Around a dozen Stanford students raised signs and banners at the Palo Alto City Council meeting Monday evening, calling on council members to add a resolution calling for a ceasefire in Gaza to their agenda.
Around 90 people attended the meeting, which lasted nearly five and a half hours. People supporting and opposing a ceasefire resolution raised signs in the audience. One banner in the aisle read “Israel bombed every university in Gaza. What if it was us?” Others lifted posters with the pictures of Israeli hostages, with the words “Kidnapped. Bring them home.”
Protesters, many of whom are involved in the Sit-In to Stop Genocide, attended as part of the Global Strike Week organized by the sit-in. The efforts call for Stanford community members to partake in their peaceful demonstrations and to “walk out of class and/or work whenever possible to join us.”
At the Jan. 15 city council meeting a week prior, 10 Stanford students attended to speak publicly to the council members about putting a discussion around a ceasefire resolution on the council’s agenda. Pam Martinez ’25 attended both weeks’ city council meetings.
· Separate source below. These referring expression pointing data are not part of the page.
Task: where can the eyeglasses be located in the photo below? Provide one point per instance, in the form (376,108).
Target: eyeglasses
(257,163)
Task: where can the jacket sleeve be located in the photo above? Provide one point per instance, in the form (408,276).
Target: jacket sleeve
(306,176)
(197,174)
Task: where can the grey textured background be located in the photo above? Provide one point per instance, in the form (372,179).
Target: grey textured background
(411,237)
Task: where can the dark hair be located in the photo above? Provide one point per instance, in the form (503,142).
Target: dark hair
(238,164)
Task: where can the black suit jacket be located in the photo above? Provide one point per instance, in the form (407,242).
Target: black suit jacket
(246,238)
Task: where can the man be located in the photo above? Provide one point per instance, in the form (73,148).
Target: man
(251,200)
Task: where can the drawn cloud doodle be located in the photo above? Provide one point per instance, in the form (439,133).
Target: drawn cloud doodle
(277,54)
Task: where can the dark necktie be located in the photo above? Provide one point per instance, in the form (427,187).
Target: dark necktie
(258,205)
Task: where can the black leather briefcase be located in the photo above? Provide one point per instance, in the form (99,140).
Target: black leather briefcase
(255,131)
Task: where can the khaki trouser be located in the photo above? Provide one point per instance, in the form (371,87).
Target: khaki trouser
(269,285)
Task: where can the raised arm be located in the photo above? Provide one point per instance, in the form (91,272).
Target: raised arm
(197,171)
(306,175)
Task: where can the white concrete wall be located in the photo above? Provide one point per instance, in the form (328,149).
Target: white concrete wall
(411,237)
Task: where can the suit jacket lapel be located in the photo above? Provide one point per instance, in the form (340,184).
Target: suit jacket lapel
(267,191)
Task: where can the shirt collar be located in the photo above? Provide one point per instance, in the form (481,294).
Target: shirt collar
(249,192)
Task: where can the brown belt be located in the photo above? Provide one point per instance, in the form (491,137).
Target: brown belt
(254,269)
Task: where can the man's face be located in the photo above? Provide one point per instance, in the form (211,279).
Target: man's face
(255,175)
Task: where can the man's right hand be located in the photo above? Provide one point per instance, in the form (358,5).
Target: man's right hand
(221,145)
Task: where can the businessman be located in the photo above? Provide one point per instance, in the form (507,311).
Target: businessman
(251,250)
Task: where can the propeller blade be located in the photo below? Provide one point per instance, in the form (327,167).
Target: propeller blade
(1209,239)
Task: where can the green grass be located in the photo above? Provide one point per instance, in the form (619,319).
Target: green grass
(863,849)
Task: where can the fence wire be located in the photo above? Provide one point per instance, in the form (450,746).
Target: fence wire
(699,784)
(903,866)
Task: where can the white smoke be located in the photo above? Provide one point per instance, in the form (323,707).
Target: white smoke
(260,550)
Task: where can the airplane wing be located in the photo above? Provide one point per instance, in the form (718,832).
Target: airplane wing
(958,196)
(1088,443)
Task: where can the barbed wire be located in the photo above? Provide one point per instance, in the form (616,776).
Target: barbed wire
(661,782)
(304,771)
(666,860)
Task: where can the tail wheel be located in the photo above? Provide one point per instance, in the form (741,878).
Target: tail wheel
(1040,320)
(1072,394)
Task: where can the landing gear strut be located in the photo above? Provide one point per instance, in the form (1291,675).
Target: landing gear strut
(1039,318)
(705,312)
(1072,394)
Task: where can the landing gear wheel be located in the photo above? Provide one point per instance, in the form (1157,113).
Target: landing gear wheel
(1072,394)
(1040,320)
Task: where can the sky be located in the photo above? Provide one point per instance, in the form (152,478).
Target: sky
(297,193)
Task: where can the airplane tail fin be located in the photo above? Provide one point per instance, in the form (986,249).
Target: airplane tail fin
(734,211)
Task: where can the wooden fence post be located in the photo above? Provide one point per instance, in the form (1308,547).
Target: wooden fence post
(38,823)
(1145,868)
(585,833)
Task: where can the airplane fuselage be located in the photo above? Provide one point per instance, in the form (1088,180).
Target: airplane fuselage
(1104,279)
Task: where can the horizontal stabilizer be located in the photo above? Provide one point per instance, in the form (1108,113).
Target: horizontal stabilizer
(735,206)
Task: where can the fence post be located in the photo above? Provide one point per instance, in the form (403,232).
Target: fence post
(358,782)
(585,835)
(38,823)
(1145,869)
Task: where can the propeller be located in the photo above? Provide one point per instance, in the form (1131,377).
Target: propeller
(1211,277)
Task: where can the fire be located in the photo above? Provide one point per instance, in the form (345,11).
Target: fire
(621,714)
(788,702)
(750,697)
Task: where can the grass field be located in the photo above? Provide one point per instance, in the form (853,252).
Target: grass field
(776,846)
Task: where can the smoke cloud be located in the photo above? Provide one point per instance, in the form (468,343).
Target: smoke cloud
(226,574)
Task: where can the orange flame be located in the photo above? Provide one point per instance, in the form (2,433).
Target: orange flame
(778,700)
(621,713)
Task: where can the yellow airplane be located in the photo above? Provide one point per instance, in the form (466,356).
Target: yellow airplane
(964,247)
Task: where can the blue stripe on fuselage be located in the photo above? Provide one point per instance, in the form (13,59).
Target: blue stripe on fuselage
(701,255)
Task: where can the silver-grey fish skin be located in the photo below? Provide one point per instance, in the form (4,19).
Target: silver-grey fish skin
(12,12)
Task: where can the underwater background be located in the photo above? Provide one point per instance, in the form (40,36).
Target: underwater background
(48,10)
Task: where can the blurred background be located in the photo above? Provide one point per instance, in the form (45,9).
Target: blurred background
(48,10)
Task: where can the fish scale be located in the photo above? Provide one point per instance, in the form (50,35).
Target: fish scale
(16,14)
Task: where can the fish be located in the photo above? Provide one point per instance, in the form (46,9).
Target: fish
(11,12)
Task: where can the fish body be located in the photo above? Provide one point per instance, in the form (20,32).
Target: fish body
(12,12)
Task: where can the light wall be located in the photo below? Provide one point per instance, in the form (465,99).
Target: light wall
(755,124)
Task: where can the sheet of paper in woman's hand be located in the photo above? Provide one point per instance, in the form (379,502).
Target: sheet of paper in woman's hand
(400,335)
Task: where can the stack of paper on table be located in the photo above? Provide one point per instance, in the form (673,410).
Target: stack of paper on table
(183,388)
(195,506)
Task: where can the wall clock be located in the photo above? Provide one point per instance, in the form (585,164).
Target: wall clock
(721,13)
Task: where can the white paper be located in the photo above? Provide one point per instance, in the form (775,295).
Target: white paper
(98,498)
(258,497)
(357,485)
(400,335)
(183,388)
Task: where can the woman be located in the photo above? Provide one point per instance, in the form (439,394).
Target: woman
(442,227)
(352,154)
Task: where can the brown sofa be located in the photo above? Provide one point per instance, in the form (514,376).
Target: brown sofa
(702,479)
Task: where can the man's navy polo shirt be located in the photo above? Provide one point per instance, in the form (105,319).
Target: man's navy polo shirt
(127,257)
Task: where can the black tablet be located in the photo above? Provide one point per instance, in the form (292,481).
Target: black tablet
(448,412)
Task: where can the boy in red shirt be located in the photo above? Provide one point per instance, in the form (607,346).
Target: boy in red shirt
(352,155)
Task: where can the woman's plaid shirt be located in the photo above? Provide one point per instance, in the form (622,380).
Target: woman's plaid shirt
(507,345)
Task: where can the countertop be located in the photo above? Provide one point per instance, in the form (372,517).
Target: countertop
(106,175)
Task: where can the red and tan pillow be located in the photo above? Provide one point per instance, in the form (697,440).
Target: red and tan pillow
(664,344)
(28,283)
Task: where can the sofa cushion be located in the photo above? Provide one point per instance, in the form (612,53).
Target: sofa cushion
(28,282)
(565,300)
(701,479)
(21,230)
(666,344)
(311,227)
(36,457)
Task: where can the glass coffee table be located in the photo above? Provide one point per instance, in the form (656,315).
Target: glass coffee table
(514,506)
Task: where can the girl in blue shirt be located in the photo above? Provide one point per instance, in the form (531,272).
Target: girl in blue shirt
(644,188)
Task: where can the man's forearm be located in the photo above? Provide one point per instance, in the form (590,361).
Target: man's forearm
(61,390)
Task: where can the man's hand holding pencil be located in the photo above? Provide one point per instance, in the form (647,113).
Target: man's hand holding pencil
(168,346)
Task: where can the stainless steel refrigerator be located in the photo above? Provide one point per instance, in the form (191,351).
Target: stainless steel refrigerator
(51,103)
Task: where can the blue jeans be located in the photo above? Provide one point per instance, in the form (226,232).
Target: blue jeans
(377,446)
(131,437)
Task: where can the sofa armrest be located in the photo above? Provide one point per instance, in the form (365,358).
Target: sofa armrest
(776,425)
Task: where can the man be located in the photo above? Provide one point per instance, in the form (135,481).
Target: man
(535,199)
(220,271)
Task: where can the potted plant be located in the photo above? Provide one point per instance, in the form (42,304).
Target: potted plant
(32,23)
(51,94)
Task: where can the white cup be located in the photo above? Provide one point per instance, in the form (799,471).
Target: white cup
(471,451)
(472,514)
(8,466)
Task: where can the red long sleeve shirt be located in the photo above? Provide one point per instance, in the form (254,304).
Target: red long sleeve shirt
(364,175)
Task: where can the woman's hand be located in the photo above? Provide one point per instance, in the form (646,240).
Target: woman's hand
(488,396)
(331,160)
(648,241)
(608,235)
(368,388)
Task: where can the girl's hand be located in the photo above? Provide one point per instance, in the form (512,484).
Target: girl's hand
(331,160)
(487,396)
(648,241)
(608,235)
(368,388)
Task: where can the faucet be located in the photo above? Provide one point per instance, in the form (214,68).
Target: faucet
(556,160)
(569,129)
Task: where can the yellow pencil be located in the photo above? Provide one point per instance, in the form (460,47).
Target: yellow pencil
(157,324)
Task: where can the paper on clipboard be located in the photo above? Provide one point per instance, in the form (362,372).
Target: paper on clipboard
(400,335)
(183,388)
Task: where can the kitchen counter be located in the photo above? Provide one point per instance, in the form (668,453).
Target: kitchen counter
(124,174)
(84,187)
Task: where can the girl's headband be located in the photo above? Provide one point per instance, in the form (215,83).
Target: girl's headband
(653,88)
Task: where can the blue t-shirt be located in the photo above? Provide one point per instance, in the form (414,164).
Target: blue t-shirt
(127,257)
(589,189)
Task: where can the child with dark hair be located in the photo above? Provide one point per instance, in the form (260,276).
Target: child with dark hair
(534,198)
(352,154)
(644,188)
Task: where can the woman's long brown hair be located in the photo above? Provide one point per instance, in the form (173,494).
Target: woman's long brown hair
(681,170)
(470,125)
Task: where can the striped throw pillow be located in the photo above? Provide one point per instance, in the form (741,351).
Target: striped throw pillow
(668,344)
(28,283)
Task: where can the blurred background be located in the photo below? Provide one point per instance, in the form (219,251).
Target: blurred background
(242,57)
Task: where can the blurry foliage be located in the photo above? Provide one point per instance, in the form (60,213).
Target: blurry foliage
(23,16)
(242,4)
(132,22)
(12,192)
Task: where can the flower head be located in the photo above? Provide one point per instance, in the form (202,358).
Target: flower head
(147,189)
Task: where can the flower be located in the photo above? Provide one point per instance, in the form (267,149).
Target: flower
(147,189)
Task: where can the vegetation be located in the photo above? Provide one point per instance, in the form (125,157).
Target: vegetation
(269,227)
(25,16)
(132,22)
“My hope is that every week, we’re just gonna remind them that women, children and also Palestinian men are suffering because this state is heavily militarized. The U.S. is supporting the Israeli state,” she told the Daily.
As part of the public comment section of the meeting, over 50 people stood at the podium and addressed the city council regarding a potential resolution calling for a ceasefire in Gaza. Several speeches were followed by heavy clapping and whistles, after which Palo Alto Mayor Greer Stone reminded the public to refrain from making noise during the public comments.
In one instance, a speaker was interrupted by loud interjections, after which Stone threatened to remove those not observing the chamber’s rules.
Among those who advocated for an agenda item on the ceasefire was Sabah, a postdoctoral fellow at Stanford’s Counseling and Psychological Services (CAPS), who did not share her full name during public comment.
“Two weeks ago, I listened to community members objecting against a ceasefire resolution, as that would cause division within our community,” Sabah said during public comment.
However, objecting to a resolution under the guise that it will cause more division “is willfully ignorant and manipulative,” Sabah said. “This division already exists.”
Other community members said that Palo Alto should have no role in the Israel-Gaza war.
Twenty-two-year Palo Alto resident Avivit, who did not identify their last name, said during the meeting that “while the Palo Alto city council has no real influence on the conflict between Israel and Hamas, a resolution regarding the war would have a negative impact on our local community [and] increase hate, extremism and violence, as it has in other cities around the Bay.”
A community member who identified themselves as Lori M. addressed the city council during public comments and concurred: “We all mourn the loss of innocent life in Israel and Gaza, but ceasefire resolutions make things worse.”
Lori then quoted San Francisco Mayor London Breed’s Friday letter regarding her decision not to sign the ceasefire resolution.
“Since the Board of Supervisors introduced their Gaza ceasefire resolution, and certainly since they passed it last week, our city has been angrier, more divided and less safe,” Breed wrote. “Sadly, that may have been the point. Their exercise was never about bringing people together; it was about choosing a side.”
Martinez argued that a ceasefire resolution is necessary for Palo Alto.
The Sit-In to Stop Genocide seeks to “get acknowledgement from the city,” Martinez said. She believes that it could pressure Stanford to push for divestment, adding that she plans to continue appearing at weekly city council meetings for “as long as the energy of my body [allows].”
After the initial round of public comment, Stone asked the audience to either stand up or raise a hand to signify their support or opposition to a ceasefire, causing mixed reactions from the audience.
Council Member Julie Lythcott-Haims ’89, former dean of freshmen and undergraduate advising at Stanford and now a congressional candidate, responded to the commenters.
“I am on the record, in writing and orally in this chamber at the Human Relations Commission, asking for a bilateral humanitarian ceasefire,” she said.
Other council members did not directly address the public comments regarding a ceasefire resolution.
This article was updated to reflect how an attendee introduced themselves while speaking during the public comment period of the city council meeting.